Here’s what I wrote about Burke and Eyal in 2009:

“At some point in her life my grandmother was a bit of a wanderer,” explains New York City-based but U.K.-born Eleanor Burke. “She was attracted to the beach and the seaside, and she was itinerant at different times of her life.” Says Burke’s partner, Ron Eyal, “We thought about that idea and then imagined Adeel [Akhtar] in that role [of the wanderer].” With Akhtar, another lead actor, Bridget Collins, and a small house belonging to a family friend near Hastings, U.K., Burke and Eyal riff on the themes of homelessness, loss and human vulnerability in their delicately beautiful debut feature, Stranger Things, currently in postproduction.

Stranger Things tells the simple story of a vagrant, played by Akhtar, who breaks into the home of a young woman’s (Collins) recently deceased grandmother. Of course, a friendship follows, but Stranger Things‘ best qualities can’t be captured in a plot synopsis. It’s a small-scale story sensitively attuned to its fine actors as well as broader themes of responsibility, loss and community.

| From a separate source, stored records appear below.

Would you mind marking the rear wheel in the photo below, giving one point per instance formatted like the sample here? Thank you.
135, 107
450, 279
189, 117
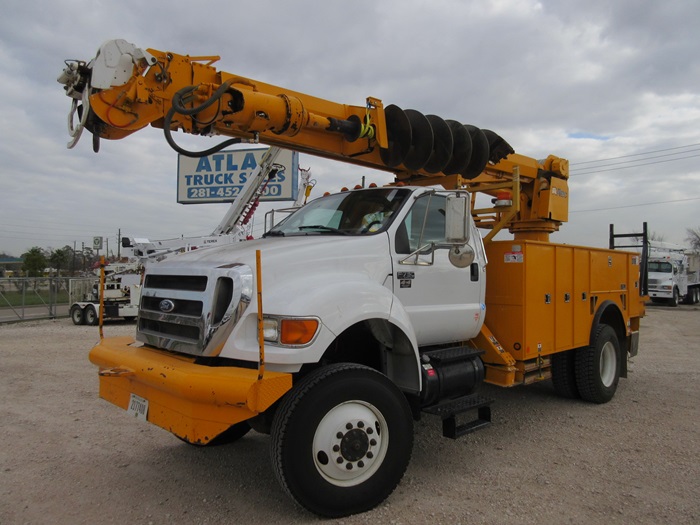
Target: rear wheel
564, 374
342, 439
598, 366
76, 315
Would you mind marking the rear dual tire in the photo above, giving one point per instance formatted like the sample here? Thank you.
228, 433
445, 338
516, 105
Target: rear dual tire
597, 366
590, 373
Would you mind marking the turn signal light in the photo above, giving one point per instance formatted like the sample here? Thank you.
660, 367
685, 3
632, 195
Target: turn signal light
298, 331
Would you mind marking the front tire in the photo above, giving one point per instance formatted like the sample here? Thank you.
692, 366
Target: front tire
90, 315
675, 299
342, 439
598, 366
76, 315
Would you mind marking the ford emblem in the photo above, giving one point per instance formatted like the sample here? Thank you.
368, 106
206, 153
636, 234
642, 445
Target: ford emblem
166, 305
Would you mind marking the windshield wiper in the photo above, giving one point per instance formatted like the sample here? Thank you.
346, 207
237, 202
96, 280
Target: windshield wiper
322, 228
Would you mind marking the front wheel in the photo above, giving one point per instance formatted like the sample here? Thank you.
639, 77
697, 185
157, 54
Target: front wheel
76, 315
91, 315
342, 439
598, 366
675, 299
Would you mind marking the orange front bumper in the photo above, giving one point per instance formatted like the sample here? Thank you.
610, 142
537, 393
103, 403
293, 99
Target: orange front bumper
194, 402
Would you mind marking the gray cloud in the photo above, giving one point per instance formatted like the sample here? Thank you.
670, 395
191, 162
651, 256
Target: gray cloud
585, 80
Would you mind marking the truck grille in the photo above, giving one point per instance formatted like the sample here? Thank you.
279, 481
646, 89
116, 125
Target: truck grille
192, 311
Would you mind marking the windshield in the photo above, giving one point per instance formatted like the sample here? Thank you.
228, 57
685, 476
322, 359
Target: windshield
356, 212
661, 267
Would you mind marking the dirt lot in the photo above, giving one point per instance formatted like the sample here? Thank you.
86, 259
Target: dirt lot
69, 457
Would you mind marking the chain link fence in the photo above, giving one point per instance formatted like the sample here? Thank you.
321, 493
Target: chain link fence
23, 299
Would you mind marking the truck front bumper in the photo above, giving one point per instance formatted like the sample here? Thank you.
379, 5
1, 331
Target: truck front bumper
194, 402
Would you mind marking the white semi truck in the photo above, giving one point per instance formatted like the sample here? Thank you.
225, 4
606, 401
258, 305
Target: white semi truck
674, 275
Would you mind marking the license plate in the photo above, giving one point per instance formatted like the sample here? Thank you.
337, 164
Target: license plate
138, 407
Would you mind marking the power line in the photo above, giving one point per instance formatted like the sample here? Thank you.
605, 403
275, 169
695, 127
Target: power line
635, 154
637, 205
595, 170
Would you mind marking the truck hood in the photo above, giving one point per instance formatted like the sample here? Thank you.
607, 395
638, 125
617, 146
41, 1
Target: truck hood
285, 256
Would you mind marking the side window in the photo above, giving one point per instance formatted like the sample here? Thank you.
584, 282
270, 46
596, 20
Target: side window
425, 223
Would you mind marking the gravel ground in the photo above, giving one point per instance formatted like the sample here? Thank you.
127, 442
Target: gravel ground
71, 458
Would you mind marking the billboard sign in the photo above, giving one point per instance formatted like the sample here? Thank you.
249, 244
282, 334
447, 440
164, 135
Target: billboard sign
220, 177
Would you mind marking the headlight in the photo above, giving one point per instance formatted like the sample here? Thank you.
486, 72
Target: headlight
290, 331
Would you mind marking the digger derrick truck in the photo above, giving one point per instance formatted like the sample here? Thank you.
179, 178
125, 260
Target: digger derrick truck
376, 303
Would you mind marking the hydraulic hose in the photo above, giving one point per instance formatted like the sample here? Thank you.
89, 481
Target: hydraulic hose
182, 97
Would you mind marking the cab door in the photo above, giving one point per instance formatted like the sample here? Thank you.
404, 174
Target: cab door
444, 303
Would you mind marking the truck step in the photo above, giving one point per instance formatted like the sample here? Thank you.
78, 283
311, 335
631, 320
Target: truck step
450, 409
455, 353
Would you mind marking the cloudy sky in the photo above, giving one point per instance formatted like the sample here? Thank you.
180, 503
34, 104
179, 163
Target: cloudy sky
614, 86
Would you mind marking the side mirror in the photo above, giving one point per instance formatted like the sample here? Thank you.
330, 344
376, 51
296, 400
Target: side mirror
457, 215
456, 219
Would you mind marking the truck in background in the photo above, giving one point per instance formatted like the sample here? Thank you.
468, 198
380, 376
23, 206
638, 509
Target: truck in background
121, 295
674, 274
377, 308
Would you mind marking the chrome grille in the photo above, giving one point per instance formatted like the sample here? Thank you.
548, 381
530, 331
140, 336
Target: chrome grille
192, 310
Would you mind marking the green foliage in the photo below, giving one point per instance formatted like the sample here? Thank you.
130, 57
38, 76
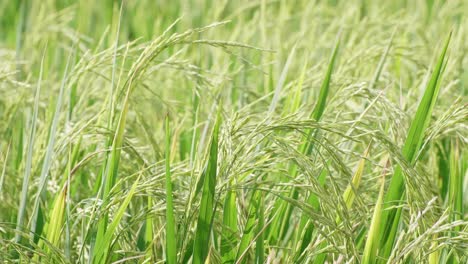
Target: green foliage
299, 131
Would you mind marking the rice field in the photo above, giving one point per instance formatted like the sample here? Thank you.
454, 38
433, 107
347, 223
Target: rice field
263, 131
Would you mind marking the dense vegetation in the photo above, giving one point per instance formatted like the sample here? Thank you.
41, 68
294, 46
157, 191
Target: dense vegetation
266, 131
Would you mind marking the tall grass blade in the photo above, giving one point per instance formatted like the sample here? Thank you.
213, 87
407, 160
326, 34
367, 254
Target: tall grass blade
207, 207
171, 244
27, 169
391, 216
103, 245
230, 230
372, 242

Burke and Eyal, who are engaged, met at NYU Film School in 2003. “We’ve worked on a lot of projects together,” Burke says, “like documentary things I shot and Ron’s directed. This was the first time we co-directed something, but we were always on the same page.” “Before we shot,” continues Eyal, “we got advice from the faculty at NYU, who all said we should split it up,” with one director handling actors and the other overseeing the camera. “Eleanor’s background is as a d.p., and we knew we wanted her to shoot it, but really quickly we learned that things didn’t have to be that strictly divided. We both worked with the actors and I was involved with setting up shots. It was very fluid.”

The couple worked at a homeless shelter in England while preparing the film. “There were people who were very vulnerable and who were in poor mental health and then there were recent immigrants who didn’t have a place to go,” says Burke. “We would prepare meals for them and just sit and talk.” “It’s stuff you just take for granted, like people enjoy eye contact and don’t always get it from people,” adds Eyal.

Burke and Eyal say they have other films to do together, but first they’ve got to finish Stranger Things, which recently completed the IFP’s Rough Cut Lab. “We both like to tell stories about people on a very human level,” says Burke. “We were hoping to make something that would deal with real emotions and real moments.” Concludes Eyal, “It’s kind of a tiny drama but we hope it can connect with people.” — S.M.